39.     On November 6, 2017, the strata filed new bylaw 33(2) at the LTO (new bylaw 33(2)), which replaced a previous bylaw 33(2). New bylaw 33(2) says that if an owner is responsible for any loss or damage to a strata lot, the owner must indemnify and save harmless the strata from any related expense but only to the extent the expense is not covered by the proceeds of the strata’s insurance policy.

40.     The charge back of the plumbing invoices is not captured by section 116 of the SPA and is commonly referred to as a non-lienable amount, as it cannot be included in the amount of the Certificate of Lien filed under section 116. In order to collect a non-lienable amount, the strata must have the authority to do so under a valid and enforceable bylaw or rule that creates the debt. (See Ward v. Strata Plan VIS #6115, 2011 BCCA 512.)

41.     Although not argued, I find that new bylaw 33(2) grants the strata authority to charge back the plumbing invoices to the owner’s strata lot as set out in Ward, but only if the owner is responsible for the damage, which I have found they are not.

Is the strata responsible for the owner’s $800.00 repairs to 710?

42.     There is no evidence before me to support this expense, but I infer it relates to the replacement of the toilet and wax seal. Since the owner provided no invoices, receipts or other evidence to support the amount claimed, I dismiss the owner’s claim for reimbursement of $800.00 for 710 repairs.

43.     Even if the owner had provided proof of repair expenses, such as paid receipts, I would not grant the relief sought by the owner. I say this because the owner did not provide any evidence that the strata forced them to complete the repairs. While the owner admits the strata stated the leak repairs coming from 710 were the owner’s responsibility, there is no evidence the strata gave any specific instructions to the owner to replace the toilet and wax seal. It would appear the owner obtained this advice from their own plumber and they cannot now request reimbursement of expenses thy incurred as a result of obtaining their own independent advice.

TRIBUNAL FEES AND EXPENSES

44.     Under section 49 of the CRTA, and the tribunal rules, the tribunal will generally order an unsuccessful party to reimburse a successful party for tribunal fees and reasonable dispute-related expenses. Here, there was mixed success. The owner did not claim dispute-related expenses, so I order none.

45.     Given the partial success of the owner, I find they are entitled to one-half of the $225.00 tribunal fees paid. The strata did not pay tribunal fees. Accordingly, I order the strata to pay the owner $112.50 for tribunal fees.

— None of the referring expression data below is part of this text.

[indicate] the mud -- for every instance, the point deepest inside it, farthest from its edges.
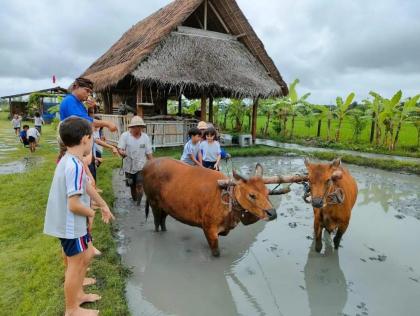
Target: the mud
(271, 268)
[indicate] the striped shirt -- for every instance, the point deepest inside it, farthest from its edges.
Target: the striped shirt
(190, 149)
(69, 179)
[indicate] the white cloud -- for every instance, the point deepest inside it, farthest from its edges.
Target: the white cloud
(333, 47)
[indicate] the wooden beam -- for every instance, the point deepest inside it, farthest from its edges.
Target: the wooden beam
(180, 105)
(254, 120)
(219, 17)
(205, 14)
(210, 109)
(139, 100)
(203, 108)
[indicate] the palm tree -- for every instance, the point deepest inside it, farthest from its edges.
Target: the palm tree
(341, 111)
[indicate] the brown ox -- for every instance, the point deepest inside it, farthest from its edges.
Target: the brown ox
(204, 198)
(333, 194)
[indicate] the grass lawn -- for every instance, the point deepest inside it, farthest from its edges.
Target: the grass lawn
(32, 272)
(407, 141)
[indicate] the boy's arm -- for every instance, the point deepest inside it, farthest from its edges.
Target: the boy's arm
(78, 207)
(108, 124)
(106, 145)
(94, 195)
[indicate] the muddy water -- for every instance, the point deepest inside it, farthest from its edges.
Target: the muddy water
(270, 268)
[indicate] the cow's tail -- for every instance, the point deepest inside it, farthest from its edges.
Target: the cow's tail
(146, 208)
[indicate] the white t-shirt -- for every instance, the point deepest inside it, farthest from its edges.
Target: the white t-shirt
(38, 121)
(69, 179)
(16, 122)
(33, 132)
(210, 151)
(136, 150)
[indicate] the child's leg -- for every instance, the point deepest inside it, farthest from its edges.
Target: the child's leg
(75, 272)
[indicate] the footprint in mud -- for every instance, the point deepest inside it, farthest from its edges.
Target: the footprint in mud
(380, 258)
(363, 308)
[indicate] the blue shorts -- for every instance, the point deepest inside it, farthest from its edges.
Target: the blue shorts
(75, 246)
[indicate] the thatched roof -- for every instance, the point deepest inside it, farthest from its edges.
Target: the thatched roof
(222, 66)
(143, 38)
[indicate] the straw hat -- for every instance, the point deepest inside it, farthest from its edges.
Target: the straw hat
(136, 121)
(202, 125)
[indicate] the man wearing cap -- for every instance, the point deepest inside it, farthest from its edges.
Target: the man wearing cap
(72, 104)
(135, 147)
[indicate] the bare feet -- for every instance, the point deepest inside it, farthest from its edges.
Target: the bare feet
(89, 298)
(82, 312)
(89, 281)
(96, 252)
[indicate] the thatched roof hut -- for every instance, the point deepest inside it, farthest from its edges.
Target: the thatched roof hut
(199, 48)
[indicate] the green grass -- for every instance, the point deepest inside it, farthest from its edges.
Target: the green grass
(407, 144)
(32, 273)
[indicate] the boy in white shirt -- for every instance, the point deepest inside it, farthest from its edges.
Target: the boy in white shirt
(67, 210)
(136, 149)
(38, 121)
(33, 137)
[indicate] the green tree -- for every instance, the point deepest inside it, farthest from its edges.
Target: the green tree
(402, 116)
(341, 111)
(388, 117)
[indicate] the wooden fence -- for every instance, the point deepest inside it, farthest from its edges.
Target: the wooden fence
(161, 133)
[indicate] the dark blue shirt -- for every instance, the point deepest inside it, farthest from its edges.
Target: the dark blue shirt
(22, 134)
(71, 106)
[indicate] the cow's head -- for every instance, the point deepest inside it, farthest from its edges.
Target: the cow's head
(321, 177)
(252, 195)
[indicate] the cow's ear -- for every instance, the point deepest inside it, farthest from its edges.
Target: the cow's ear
(259, 170)
(238, 177)
(336, 162)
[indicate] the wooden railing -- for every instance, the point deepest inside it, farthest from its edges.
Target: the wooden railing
(161, 133)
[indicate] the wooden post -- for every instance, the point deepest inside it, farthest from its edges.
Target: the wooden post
(203, 108)
(254, 120)
(107, 99)
(180, 105)
(210, 109)
(139, 99)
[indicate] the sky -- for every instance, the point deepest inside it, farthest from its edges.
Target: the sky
(332, 47)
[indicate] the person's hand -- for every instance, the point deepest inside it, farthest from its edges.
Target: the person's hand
(106, 214)
(112, 127)
(90, 103)
(115, 151)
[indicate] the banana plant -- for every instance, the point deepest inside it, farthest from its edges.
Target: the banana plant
(296, 103)
(403, 115)
(388, 116)
(321, 112)
(414, 118)
(341, 111)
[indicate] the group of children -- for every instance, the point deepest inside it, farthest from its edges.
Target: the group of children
(28, 136)
(202, 149)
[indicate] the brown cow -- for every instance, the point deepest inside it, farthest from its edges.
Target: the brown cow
(193, 196)
(333, 194)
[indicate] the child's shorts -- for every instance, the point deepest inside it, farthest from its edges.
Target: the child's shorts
(75, 246)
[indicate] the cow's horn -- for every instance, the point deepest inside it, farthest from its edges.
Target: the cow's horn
(238, 177)
(259, 171)
(225, 183)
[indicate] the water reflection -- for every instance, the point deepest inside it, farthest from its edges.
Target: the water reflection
(325, 281)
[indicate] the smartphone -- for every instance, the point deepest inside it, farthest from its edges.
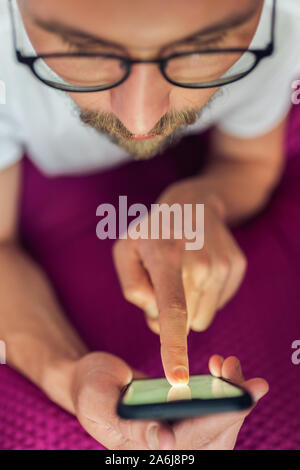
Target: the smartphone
(157, 399)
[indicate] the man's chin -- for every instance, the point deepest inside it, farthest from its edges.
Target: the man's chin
(147, 148)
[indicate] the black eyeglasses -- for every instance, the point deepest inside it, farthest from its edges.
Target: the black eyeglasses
(92, 72)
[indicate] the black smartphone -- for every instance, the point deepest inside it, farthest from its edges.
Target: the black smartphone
(157, 399)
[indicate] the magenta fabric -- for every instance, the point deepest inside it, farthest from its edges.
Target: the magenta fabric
(58, 225)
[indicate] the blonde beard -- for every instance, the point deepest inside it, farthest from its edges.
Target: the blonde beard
(167, 131)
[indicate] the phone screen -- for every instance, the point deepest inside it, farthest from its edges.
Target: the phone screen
(143, 391)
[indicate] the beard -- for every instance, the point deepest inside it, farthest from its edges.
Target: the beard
(168, 131)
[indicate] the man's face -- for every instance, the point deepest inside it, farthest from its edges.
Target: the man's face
(144, 112)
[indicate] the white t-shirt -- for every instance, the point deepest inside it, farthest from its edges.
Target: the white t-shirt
(44, 122)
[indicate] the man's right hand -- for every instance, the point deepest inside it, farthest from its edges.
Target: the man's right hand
(98, 380)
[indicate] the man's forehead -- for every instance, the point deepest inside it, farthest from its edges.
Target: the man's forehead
(148, 23)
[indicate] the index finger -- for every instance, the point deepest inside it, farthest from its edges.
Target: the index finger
(171, 304)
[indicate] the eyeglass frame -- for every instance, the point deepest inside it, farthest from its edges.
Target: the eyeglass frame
(260, 54)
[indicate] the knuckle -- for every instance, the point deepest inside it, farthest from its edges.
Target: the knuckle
(133, 294)
(240, 263)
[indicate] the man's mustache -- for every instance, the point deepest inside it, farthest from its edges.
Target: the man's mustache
(109, 123)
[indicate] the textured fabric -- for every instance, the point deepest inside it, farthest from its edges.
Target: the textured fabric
(58, 225)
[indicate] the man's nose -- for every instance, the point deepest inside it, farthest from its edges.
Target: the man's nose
(142, 99)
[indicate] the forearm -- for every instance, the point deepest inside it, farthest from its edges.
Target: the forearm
(40, 341)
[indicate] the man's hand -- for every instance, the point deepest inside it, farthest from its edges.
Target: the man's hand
(96, 388)
(180, 289)
(98, 379)
(219, 431)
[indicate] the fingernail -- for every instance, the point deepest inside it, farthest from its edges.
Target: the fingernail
(152, 437)
(151, 311)
(181, 374)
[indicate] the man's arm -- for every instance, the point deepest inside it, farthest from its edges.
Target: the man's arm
(40, 342)
(44, 346)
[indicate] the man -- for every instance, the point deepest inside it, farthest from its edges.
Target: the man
(139, 72)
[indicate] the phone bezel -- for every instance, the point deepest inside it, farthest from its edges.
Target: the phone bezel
(180, 409)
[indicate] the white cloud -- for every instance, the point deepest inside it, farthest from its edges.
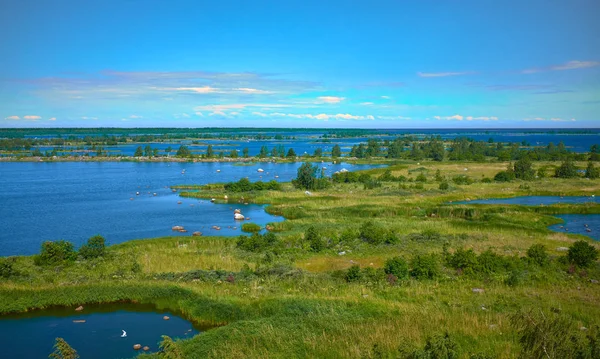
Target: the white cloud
(571, 65)
(442, 74)
(330, 99)
(204, 89)
(468, 118)
(253, 91)
(552, 119)
(393, 118)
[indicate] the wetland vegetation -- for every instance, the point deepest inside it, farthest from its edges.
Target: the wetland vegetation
(391, 262)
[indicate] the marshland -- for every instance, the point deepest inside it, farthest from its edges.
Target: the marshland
(378, 251)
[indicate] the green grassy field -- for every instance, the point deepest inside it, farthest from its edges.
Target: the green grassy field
(288, 300)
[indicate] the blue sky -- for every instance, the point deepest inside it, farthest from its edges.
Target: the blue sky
(368, 64)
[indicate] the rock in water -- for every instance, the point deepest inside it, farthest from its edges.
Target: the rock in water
(238, 216)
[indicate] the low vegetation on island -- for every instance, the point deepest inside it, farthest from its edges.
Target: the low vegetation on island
(393, 262)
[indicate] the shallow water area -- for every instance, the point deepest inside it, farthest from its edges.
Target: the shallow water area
(586, 224)
(75, 200)
(95, 332)
(535, 200)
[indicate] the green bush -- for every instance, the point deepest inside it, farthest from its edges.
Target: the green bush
(567, 169)
(94, 247)
(55, 253)
(250, 227)
(421, 177)
(582, 254)
(315, 241)
(7, 269)
(504, 176)
(376, 234)
(257, 242)
(464, 261)
(537, 254)
(353, 274)
(462, 179)
(396, 266)
(424, 266)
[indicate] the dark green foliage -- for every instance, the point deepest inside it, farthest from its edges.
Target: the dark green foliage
(183, 151)
(591, 171)
(336, 151)
(374, 233)
(62, 350)
(421, 178)
(7, 267)
(424, 266)
(396, 266)
(244, 185)
(537, 254)
(315, 241)
(582, 254)
(567, 169)
(250, 227)
(94, 247)
(523, 169)
(55, 253)
(462, 180)
(307, 178)
(504, 176)
(353, 274)
(257, 242)
(139, 152)
(169, 348)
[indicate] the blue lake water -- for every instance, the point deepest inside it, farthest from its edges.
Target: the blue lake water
(75, 200)
(535, 200)
(576, 223)
(307, 142)
(32, 334)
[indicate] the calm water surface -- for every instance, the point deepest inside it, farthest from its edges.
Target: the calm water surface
(76, 200)
(32, 335)
(576, 223)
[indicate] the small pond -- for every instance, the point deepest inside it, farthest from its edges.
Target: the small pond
(95, 332)
(535, 200)
(586, 224)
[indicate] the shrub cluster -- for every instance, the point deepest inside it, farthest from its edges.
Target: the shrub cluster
(257, 242)
(244, 185)
(375, 233)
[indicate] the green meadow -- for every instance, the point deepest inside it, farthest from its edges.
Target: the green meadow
(390, 267)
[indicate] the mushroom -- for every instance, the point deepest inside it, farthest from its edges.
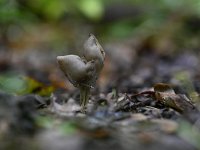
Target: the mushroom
(83, 72)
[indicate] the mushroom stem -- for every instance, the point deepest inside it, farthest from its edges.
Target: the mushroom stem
(84, 96)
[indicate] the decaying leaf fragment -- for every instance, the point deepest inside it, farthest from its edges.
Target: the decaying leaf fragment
(166, 95)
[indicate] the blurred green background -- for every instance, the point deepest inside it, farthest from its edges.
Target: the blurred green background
(34, 32)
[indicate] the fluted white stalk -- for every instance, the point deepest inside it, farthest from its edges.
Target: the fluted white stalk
(83, 73)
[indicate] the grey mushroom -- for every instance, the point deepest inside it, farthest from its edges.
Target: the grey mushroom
(83, 72)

46.     The strata must comply with the provisions in section 189.4 of the SPA, such as not charging dispute-related expenses against the applicant owner.

DECISION AND ORDER

47.     I order the strata, within 15 days of this decision, to

a.    Pay the owner tribunal fees of $122.50, and

b.    Reverse plumbing invoice charges of $669.90 charged to the owner’s strata lot account.

48.     The owner is entitled to post-judgement interest under the Court Order Interest Act, as applicable.

49.     I dismiss the owner’s remaining claims.

50.     Under section 57 of the CRTA, a party can enforce this final tribunal decision by filing a validated copy of the attached order in the Supreme Court of British Columbia (BCSC). Once filed, a tribunal order has the same force and effect as a BCSC order.

51.     Orders for financial compensation or the return of personal property can also be enforced through the Provincial Court of British Columbia (BCPC). However, the principal amount or the value of the personal property must be within the BCPC’s monetary limit for claims under the Small Claims Act (currently $35,000). Under section 58 of the CRTA, the owner can enforce this final decision by filing a validated copy of the attached order in the BCPC. Once filed, a tribunal order has the same force and effect as a BCPC order.